Analysis of fMRI data was performed using the FSL software library (http://www.fmrib.ox.ac.uk/fsl). The following pre‐processing was applied; motion correction using MCFLIRT [Jenkinson et al.,2002]; non‐brain removal using Brain Extraction Tool (BET) [Smith,2002]; spatial smoothing using a Gaussian kernel of FWHM 5 mm; mean‐based intensity normalisation (grand mean scaling) of all volumes by the same factor and high‐pass temporal filtering (Gaussian‐weighted least‐squares straight line fitting, with sigma = 50 s). For each 10 min run, the GLM was used to model each of the 10 conditions using a 5 s on/10 s off boxcar to describe each stimulus. This boxcar function was convolved with a standard HRF to account for haemodynamic effects. To combine the two runs for each individual, a second‐level analysis was performed using a fixed effects model, by forcing the random effects variance to zero in FLAME (FMRIBs Local Analysis of Mixed Effects [Beckmann et al.,2003; Woolrich et al.,2004]). To assess the overall strength and location of the BOLD response in each participant and experiment, we created a mean condition combining all conditions in a fixed effects analysis in FLAME. The resultant z images were thresholded using Gaussian random field theory with a corrected significance threshold of P < 0.05 [Worsley et al.,1992].

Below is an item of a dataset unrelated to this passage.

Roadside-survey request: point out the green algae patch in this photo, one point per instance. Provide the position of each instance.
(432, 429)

MEG Acquisition and Analysis

Whole head MEG recordings were made using a CTF‐Omega 275‐channel radial gradiometer system sampled at 600 Hz. An additional 29 reference channels were recorded for noise cancellation purposes and the primary sensors were analysed as synthetic third‐order gradiometers [Vrba and Robinson,2001]. Three of the 275 channels were turned off because of excessive sensor noise. At the commencement of each active period of stimulation, a TTL pulse was sent to the MEG system. The location of three fiduciary markers (nasion, left and right preauricular) was monitored continuously through the MEG acquisition at a frequency of 10 Hz. In the event that participants moved more than 5 mm from their initial position, the experiment was paused between trials, and participants were asked by the experimenter to adjust their head position until it was less than 5 mm from the original position as detected by the MEG system and then the experiment continued.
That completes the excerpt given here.